Friday, June 14, 2013

The Minimum Maximum: what is a bottleneck?

When you have a system that is made of various parts, there will always be some part which limits the overall performance of the system. Within flow situations (water, gas, data, etc.) this is called a "bottleneck". However, this concept can be extended to many things that we encounter in life, so I am going to discuss a more general concept that I call the "Minimum Maximum".

For example, you see a really high-performance car on the road. However, the performance of this car is much worse than you know of its capability -- it takes several seconds to start after the light says to go, it cuts corners or moves across the dividing lines of the road, it's speed varies on a constant basis. The reality is that the performance of the car is based on the best ability of the car and the driver. If the car is great and the driver's ability is "poor to middlin" then the car will only be capable of being driven. The purchase of a car is based on capability to buy -- not capability to drive. So, the high-performance car is "wasted" with the not-so-good driver. The car can be called "overkill" because its features and performance cannot be used appropriately.

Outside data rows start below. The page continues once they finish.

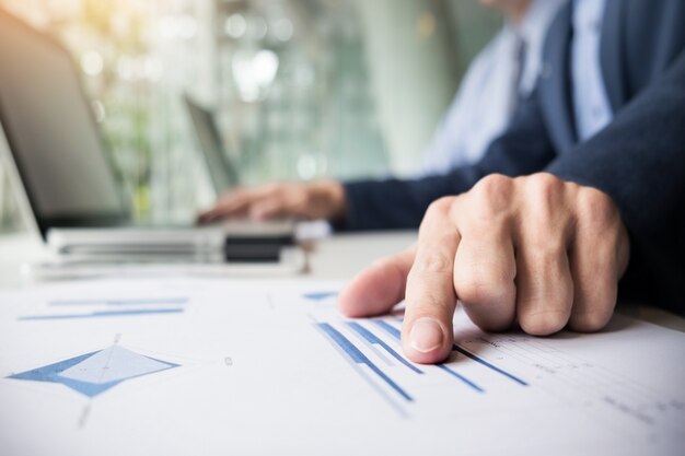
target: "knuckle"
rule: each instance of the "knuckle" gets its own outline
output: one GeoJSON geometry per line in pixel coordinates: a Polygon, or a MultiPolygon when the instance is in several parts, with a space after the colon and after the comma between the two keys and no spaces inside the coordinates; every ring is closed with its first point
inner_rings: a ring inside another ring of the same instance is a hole
{"type": "Polygon", "coordinates": [[[594,188],[583,188],[578,194],[577,213],[584,224],[608,225],[617,218],[609,197],[594,188]]]}
{"type": "Polygon", "coordinates": [[[549,336],[564,329],[568,323],[568,313],[557,309],[544,309],[523,313],[519,316],[521,329],[532,336],[549,336]]]}
{"type": "Polygon", "coordinates": [[[453,198],[444,197],[431,202],[426,210],[426,219],[436,219],[445,217],[452,207],[453,198]]]}
{"type": "Polygon", "coordinates": [[[477,208],[502,210],[511,198],[513,180],[501,174],[490,174],[481,178],[471,191],[477,208]]]}
{"type": "Polygon", "coordinates": [[[507,294],[510,287],[513,287],[513,280],[503,271],[491,267],[487,270],[478,266],[460,268],[454,274],[454,290],[465,303],[495,303],[507,294]]]}
{"type": "Polygon", "coordinates": [[[418,274],[452,273],[453,259],[442,252],[418,255],[411,266],[411,272],[418,274]]]}
{"type": "Polygon", "coordinates": [[[538,173],[530,176],[527,184],[536,217],[550,219],[553,214],[559,213],[559,201],[565,189],[561,180],[550,174],[538,173]]]}
{"type": "Polygon", "coordinates": [[[527,177],[527,182],[539,194],[555,195],[564,190],[564,182],[549,173],[533,174],[527,177]]]}
{"type": "Polygon", "coordinates": [[[574,313],[571,316],[570,327],[578,332],[596,332],[608,324],[612,315],[613,312],[607,309],[574,313]]]}

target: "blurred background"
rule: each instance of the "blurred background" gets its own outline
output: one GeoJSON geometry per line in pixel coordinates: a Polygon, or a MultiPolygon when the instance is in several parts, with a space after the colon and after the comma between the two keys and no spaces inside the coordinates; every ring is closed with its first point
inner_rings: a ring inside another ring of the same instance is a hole
{"type": "MultiPolygon", "coordinates": [[[[140,221],[216,195],[183,96],[218,116],[245,184],[411,175],[473,56],[476,0],[0,0],[71,51],[140,221]]],[[[0,163],[0,231],[22,230],[0,163]]]]}

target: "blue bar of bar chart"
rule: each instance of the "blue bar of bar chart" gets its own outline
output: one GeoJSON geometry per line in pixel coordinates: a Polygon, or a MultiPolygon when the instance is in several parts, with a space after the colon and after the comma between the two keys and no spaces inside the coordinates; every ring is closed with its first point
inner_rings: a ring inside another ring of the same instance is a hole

If a race-car driver is behind the wheel of a poor-performance car then she or he will only be able to drive that car to the best of its ability. It is optimum to "tune" the system. Good cars for good drivers and poor cars for poor drivers.

In the world of the Internet, this is more often called a bottleneck. Let's say that you have a broadband connection that can provide 30 Mega bits per second (Mbps). However, you have an older computer and it can only process data at a rate up to 10 Mbps. The ability to use data from the Internet will be limited to the 10 Mbps of the computer. Going the other direction, if you have a powerful comupter but your access to the Internet is limited to 128 kilobits per second (128 kpbs) then you might as well get a slower (and less expensive) connection.

This would also apply to general gaming (not multiplayer and not connected to the Internet. If your disk drive can access data at 5 Mbps and your processor can only display at a rate of  3 Mbps then your disk drive is faster than necessary.

The problem with many situations for optimizing (or tuning) is that it is done in a multipurpose way. In the first Internet case, replacing the computer (or upgrading it) would increase the overall performance    The same holds true for the second example (upgrading the computer will raise overall performance.

I'm sure that you can think of many other instances. When my family goes off to Chuch, we often have to wait for the "slowest". -- that person is the Minimum Maximum.

Whenever two or more systems interact, the various parts will work at various speeds/capabilities. Similar to doing Least Common Denominator (LCD) problems in school, the "MinMax" is the way to dtermine what is slowing down YOUR system (and an indicator as to what might need to be upgraded first.